Mounted to the top 12 of the receiver (and top 12'of the
transmitter) by means of bolt 34 and nut 36 is a knurled thumb
wheel 38 which is integrally secured to a support bracket 40.
Mounted on bracket 40 by means of a bolt 42 is a mirror mount 44
which supports an octagonal mirror 46 at a nominal 45.degree. to
the vertical axis. ("Nominal" because the mirror is adjustable
about the axis of bolt 42.) It will thus be seen that mirror 46 is
rotatable about two axes -- namely, the axes of bolts 34 and 42.

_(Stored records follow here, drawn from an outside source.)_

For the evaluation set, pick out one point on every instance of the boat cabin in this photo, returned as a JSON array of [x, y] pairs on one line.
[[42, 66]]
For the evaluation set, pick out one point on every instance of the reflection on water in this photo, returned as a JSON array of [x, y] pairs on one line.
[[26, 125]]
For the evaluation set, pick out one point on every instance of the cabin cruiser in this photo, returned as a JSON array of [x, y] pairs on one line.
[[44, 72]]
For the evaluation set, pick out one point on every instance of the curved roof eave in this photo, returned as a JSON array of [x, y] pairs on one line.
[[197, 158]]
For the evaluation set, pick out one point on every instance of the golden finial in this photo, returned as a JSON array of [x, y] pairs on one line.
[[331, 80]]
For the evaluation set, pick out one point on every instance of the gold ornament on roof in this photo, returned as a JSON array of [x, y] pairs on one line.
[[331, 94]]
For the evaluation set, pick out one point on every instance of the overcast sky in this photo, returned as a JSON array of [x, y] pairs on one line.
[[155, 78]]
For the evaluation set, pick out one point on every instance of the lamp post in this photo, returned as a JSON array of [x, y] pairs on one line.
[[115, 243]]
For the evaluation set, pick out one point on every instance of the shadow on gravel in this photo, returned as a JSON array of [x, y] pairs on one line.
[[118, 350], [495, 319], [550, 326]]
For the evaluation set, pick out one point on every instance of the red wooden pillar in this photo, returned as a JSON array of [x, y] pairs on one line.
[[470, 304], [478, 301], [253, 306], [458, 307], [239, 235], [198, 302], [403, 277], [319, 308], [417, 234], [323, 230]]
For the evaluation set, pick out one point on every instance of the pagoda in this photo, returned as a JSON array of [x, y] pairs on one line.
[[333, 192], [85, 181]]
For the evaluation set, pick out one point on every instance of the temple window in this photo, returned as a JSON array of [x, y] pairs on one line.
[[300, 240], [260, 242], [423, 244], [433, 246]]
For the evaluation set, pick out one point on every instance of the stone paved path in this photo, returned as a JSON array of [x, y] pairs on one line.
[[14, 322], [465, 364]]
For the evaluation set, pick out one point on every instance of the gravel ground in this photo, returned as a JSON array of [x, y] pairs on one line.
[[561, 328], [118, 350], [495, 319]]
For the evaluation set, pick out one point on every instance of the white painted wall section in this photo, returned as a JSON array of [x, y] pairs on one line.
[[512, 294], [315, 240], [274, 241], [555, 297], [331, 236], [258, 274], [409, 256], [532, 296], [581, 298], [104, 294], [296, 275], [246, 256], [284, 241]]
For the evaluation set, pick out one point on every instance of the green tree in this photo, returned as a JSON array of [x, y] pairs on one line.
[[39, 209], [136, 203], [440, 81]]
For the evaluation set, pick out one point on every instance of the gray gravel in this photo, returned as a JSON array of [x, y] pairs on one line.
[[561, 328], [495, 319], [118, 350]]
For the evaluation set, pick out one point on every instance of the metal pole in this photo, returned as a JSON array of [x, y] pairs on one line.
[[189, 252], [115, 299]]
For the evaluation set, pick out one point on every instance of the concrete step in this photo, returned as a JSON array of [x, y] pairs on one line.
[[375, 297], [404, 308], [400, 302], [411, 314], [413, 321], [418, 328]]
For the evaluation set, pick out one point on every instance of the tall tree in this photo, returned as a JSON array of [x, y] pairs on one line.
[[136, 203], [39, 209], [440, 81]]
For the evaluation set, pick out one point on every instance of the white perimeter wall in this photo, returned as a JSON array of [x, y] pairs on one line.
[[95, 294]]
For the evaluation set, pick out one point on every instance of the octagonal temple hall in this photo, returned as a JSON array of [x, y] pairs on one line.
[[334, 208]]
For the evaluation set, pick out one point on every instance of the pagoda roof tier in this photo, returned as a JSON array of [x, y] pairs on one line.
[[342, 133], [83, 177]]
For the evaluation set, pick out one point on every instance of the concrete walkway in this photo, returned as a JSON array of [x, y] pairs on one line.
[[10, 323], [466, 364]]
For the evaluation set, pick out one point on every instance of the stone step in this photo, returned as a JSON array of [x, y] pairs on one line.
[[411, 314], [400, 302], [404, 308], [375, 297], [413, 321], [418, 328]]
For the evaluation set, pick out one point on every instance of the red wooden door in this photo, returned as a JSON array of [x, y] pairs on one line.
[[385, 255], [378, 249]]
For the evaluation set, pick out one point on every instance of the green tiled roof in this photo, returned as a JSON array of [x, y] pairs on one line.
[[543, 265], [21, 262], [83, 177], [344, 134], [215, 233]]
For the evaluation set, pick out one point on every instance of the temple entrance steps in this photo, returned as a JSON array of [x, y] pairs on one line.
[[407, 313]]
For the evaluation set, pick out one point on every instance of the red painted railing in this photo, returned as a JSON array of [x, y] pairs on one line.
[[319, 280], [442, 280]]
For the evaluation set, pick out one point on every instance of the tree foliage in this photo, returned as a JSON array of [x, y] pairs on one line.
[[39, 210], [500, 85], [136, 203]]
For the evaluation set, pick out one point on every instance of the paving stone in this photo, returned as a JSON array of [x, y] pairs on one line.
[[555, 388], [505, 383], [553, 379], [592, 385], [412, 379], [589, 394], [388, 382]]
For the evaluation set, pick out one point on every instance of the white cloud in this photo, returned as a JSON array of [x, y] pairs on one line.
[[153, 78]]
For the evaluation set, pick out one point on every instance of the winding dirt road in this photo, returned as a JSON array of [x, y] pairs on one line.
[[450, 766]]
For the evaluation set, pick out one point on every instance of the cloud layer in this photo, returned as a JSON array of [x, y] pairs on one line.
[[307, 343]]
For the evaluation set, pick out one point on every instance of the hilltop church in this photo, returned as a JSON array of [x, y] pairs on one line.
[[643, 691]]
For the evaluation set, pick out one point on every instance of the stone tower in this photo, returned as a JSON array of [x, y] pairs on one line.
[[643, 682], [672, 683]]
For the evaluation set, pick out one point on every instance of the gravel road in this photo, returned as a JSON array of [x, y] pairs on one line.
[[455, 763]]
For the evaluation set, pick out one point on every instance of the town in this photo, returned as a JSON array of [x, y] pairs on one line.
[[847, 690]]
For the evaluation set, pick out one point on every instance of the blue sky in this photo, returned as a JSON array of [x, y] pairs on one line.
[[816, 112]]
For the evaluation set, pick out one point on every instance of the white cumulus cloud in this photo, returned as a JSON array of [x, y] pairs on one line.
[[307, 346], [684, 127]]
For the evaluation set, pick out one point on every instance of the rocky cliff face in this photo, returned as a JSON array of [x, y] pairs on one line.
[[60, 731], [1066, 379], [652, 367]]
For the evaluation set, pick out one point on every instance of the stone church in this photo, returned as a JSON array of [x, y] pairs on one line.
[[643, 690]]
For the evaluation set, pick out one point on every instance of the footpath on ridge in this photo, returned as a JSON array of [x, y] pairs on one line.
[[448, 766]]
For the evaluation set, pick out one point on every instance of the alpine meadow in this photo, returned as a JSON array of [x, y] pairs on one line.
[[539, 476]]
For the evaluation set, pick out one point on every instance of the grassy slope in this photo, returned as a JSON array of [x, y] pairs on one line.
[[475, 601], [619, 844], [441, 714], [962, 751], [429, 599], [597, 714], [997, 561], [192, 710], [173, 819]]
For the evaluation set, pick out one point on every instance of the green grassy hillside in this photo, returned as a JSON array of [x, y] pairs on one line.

Also, the mirror serves to bend the optical axis from horizontal to
vertical, reducing the depth of the unit and its protrusion from
the mounting surface.
Below mirror 46 is a horizontal shelf 48 having a relatively large
circular aperture 50 therein (FIG. 8). Seated atop shelf 48 is a
plano-convex lens 52 secured by an annular clamping plate 54 and
screws 56. The forward edge of clamping plate 54 terminates in an
upstanding flange 57, which serves a purpose to be later
described.
Mounted below, and in the focal plane of, lens 52 is a horizontal
shelf 58 which carries an infrared filter 59 and defines a small
central aperture 60. Directly below aperture 60 is mounted a
photo-transistor 62. The transmitter T is similarly constructed
but, in place of the photo-transistor, there is mounted a light
emitting diode 64. Atop shelf 58 (and 58') there is mounted a white
paper disc 66 which defines a small central aperture 68 aligned
with aperture 60.
Receiver R includes a small meter 70 for indicating activation of
photo-transistor 62 by the light beam. The lower portion of the
receiver houses a rechargeable battery 72 and various electrical
terminals including 12 volt terminals 74. The transmitter T also
encloses a rechargeable battery 76 and is provided with 12 volt
terminals 78. Power is provided to each unit through a power cord
80. Various electronic circuit elements are mounted in area 82,
82'. These elements are not individually illustrated but are shown
schematically in FIG. 12. Both receiver and transmitter are
enclosed by a housing 84 secured to tabs 16 by screws 86. The upper
portion of each housing surrounding mirror 46 carries a dark red
window 88 which extends across the front and substantially to the
rear of each side.
As previously mentioned, the subject invention employs a pulsed
infrared beam which makes it quite insensitive to high ambient
light levels. The circuit of the transmitter, FIG. 12, comprises a
full wave bridge rectifier 90 and a 50 microfarad, 25 volt
filtering capacitor 92 connected in parallel across the 12 VAC, 60
Hz source 80'. Connected in series with this combination is a 150
ohm voltage dropping resistor 94. A 6.8 volt zener diode 96, 6.8
volt rechargeable lead dioxide battery 76 and 290 microfarad, 15
volt storage capacitor 98 are connected in parallel to develop 6.8
volts DC, the proper voltage for charging the battery. If the
battery is discharged, the storage capacitor 98 stores enough
energy to assure proper functioning. This combination supplies an
astable multivibrator 100 having an output consisting of a series
of positive pulses 50 microseconds wide repeating at the rate of 40
Hz. The multivibrator comprises a pair of 2N 2925 transistors 102,
104; 4.7 K ohm resistors 106, 108; 5 megohm resistor 110; 91 K ohm
resistor 112; 0.0018 microfarad capacitor 114; and 0.01 microfarad
capacitor 116.
The output pulses from multivibrator 100 are connected through a
0.01 microfarad coupling capacitor 118 to a 2N530B emitter-follower
transistor 102 which has its base connected to positive through a
180 K ohm resistor 122 and its collector connected to negative
through a 22 ohm resistor 124. The output from emitter-follower 120
is amplified by a D42C2 power transistor 126 in series with S5L5CF
infrared light emitting diode 64. The diode acts as a point source
from which infrared rays radiate in a cone. The short focal length
lens 52' collimates the rays, which are aligned by the adjustable
mirror 46'.
The transmitted infrared beam is intercepted by the receiver, which
has an identical optical system, the lens 52 focusing the rays on
FPT 100 silicon photo-transistor 62. A focal plane filter 58 and
spectral filter 59 reject all visible and near infrared light which
is of shorter wavelength than that emitted by the diode 64. Longer
wavelengths are blocked by the glass lens 52. This serves to:
eliminate modulated visible fluorescent light; and reduce ambient
light and prevent photo-transistor saturation.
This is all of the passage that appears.